The most inexcusable action the Republican Congress and the Bush administration took vis-à-vis the federal budget was to launch two wars and two open-ended occupations without raising one dime in revenues to pay for them. Never in the history of this country has an administration and Congress cut taxes while launching open-ended wars.

Bush and the Republican Congress didn't think twice before throwing the entire $850 billion price tag for the Iraq and Afghanistan wars right onto the national debt. Not only did they refuse to pass new "revenue enhancements" to pay for the wars, but they also fought tooth and nail to block any legislation that would raise revenues. They didn't budge an inch on repealing the totally irresponsible Bush tax cuts of 2001 that immediately ballooned the deficit before 9-11. Any "conservative" administration and Congress (one would think) would either raise taxes to pay for their new wars or at least roll back the tax cuts they enacted upon seizing power. In 2008, John McCain campaigned on making the Bush tax cuts permanent.

So pardon me for not being moved when I hear Mitch McConnell, John McCain, Jon Kyl, Lindsey Graham, John Boehner, and other Washington Republicans (along with the Right's echo chamber) whining and griping about the "excessive spending" in the stimulus bill and the effects it will have on the national debt.

The journalist Will Bunch illustrates the cultural production and consumption of an ersatz Reaganism that contemporary Republicans are aping in his new book, Tear Down This Myth: How the Reagan Legacy Has Distorted Our Politics and Haunts Our Future. Bunch lifts the veil on the Reagan myth and shows that it is a product of a "Ronald Reagan Legacy Project" that rightwingers launched in 1997. "The areas where Bush diverged" from Reagan, Bunch writes, "were the areas where the Gipper had done his very best: using rhetoric to motivate and inspire confidence, dealing with mistakes and those times when compromise or even backpedaling were necessary, [and] a willingness to talk to enemies..." (pp. 168-169).

The posturing of the Washington Republicans since Obama was elected proves correct the French philosopher Jean Baudrillard when he outlined his understanding of "simulacrum" in advanced capitalist societies where ideologies and images are copies of copies without originals.
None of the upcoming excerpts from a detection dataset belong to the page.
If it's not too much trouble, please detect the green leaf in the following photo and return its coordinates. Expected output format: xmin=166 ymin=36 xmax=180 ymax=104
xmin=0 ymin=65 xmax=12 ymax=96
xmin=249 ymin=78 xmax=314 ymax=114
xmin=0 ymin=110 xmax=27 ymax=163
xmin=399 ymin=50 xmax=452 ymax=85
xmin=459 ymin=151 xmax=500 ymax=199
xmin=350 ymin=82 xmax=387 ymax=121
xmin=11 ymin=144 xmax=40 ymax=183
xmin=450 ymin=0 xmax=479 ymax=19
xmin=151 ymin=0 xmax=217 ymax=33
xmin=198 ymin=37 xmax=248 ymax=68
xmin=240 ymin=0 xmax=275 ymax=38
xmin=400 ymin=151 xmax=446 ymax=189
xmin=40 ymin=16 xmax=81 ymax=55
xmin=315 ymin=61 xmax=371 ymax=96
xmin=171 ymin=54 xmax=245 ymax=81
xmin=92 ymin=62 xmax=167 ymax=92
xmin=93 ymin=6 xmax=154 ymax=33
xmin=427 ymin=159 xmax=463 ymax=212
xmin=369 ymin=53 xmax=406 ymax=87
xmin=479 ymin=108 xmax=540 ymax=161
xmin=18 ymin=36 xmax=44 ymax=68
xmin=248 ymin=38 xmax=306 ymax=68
It's the kind of Reaganism mass produced on T-shirts and coffee mugs, not the real record of Reagan's actions when he was president like his "cutting and running" in Lebanon, or his raising taxes thirteen times to ward off an even worse fiscal crisis, or his negotiating in an atmosphere of detente with the Soviet Union he once called an "evil empire." The Republicans today are conforming to an ideology based on a myth that other Republicans created in 1997, a copy of a copy without an original.

So in 2009 what is left of the Grand Old Party? It appears that Republican politics today have become the politics of pastiche: They love independent women like Sarah Palin and Ann Coulter yet they hate independent women like Hillary Clinton and Nancy Pelosi; they love tax cuts and deregulation yet they also love to control women's bodies and decide who shall marry and who shall not; they love fictive workers like Joe the Plumber yet they hate real workers who want to pass the Employee Free Choice Act; and they hate the Senate filibuster until they love it to death. And while the "angry white male" is becoming the UNEMPLOYED "angry white male" the Republican National Committee Chair Michael Steele says "work" does not mean "jobs."